Forty-eight records were reviewed (20 published studies, 28 ongoing trials). Of published studies, 16 single-session and 4 multi-session studies assessed safety, mechanistic outcomes, or therapeutic effects of tTIS in 820 participants. Stimulation was most commonly delivered at beta (20 Hz) or gamma (30-130 Hz) envelope frequencies. Neuroimaging studies supported target engagement of the motor cortex, basal ganglia, and hippocampus in humans, particularly when stimulation was paired with behavioural tasks.
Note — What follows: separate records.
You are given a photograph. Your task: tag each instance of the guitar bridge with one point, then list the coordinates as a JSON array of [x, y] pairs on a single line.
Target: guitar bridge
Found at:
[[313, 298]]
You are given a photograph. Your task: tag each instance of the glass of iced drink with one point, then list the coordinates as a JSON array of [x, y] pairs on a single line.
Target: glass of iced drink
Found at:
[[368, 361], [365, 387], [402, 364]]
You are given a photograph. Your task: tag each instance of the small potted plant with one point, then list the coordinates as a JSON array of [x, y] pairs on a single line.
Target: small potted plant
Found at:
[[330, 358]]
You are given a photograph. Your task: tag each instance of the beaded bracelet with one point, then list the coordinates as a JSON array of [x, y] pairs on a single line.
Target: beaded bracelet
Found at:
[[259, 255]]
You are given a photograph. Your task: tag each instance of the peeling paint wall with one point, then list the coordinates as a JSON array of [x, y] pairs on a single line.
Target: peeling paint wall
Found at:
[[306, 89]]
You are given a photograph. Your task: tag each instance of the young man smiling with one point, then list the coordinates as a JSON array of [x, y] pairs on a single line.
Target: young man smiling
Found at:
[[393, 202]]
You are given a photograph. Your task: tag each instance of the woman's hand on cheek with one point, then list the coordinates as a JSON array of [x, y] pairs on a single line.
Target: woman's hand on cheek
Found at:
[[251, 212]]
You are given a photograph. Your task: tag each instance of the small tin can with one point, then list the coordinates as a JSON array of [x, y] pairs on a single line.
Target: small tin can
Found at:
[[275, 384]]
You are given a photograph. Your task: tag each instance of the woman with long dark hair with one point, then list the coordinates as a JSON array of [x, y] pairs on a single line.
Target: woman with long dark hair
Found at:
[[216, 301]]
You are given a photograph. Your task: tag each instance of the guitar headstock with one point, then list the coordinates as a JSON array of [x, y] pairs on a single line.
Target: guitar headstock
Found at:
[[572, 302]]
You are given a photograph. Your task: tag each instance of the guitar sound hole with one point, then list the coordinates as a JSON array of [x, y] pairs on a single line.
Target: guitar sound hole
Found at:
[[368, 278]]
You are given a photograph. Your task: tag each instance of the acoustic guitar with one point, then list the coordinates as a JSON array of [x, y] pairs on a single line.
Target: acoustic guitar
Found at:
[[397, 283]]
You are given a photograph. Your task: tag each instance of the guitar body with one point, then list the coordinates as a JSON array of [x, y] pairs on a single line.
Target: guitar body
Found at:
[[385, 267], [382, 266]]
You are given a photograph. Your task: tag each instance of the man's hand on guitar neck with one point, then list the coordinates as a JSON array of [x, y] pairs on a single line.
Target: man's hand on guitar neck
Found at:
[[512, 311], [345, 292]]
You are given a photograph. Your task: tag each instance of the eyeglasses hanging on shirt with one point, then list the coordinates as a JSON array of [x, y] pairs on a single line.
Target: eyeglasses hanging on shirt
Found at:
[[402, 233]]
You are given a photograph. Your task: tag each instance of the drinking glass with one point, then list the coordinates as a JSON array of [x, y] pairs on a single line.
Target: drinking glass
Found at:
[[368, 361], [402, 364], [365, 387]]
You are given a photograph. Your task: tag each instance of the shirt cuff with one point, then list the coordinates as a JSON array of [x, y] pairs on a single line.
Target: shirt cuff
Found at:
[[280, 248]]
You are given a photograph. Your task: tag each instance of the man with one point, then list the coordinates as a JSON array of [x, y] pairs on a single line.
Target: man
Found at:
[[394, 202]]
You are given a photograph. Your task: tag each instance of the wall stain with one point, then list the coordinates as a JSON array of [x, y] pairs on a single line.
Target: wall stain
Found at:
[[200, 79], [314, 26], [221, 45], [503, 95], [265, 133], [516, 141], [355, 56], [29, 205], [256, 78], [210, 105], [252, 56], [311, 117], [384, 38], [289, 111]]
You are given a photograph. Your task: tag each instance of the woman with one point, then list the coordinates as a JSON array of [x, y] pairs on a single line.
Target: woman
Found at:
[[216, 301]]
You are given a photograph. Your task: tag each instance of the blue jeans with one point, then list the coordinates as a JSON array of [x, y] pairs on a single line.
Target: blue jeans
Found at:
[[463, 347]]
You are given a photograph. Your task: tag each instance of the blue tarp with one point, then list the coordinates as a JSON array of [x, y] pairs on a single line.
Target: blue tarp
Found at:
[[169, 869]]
Preliminary clinical findings in small samples demonstrated acute symptom improvements in bradykinesia and tremor within 60 minutes following a single tTIS session in Parkinson's disease and essential tremor. Reported adverse events across studies were mild (e.g., tingling, itching). Emerging trials increasingly utilize multi-session protocols (2-40 sessions) and are extending tTIS to patients with neurological and psychiatric disorders, particularly epilepsy and depression.

CONCLUSIONS

Phase 1 studies demonstrate that tTIS is safe, well-tolerated, and can engage deep brain targets in humans. Well-controlled Phase 2 trials are needed to assess its therapeutic potential in patient populations.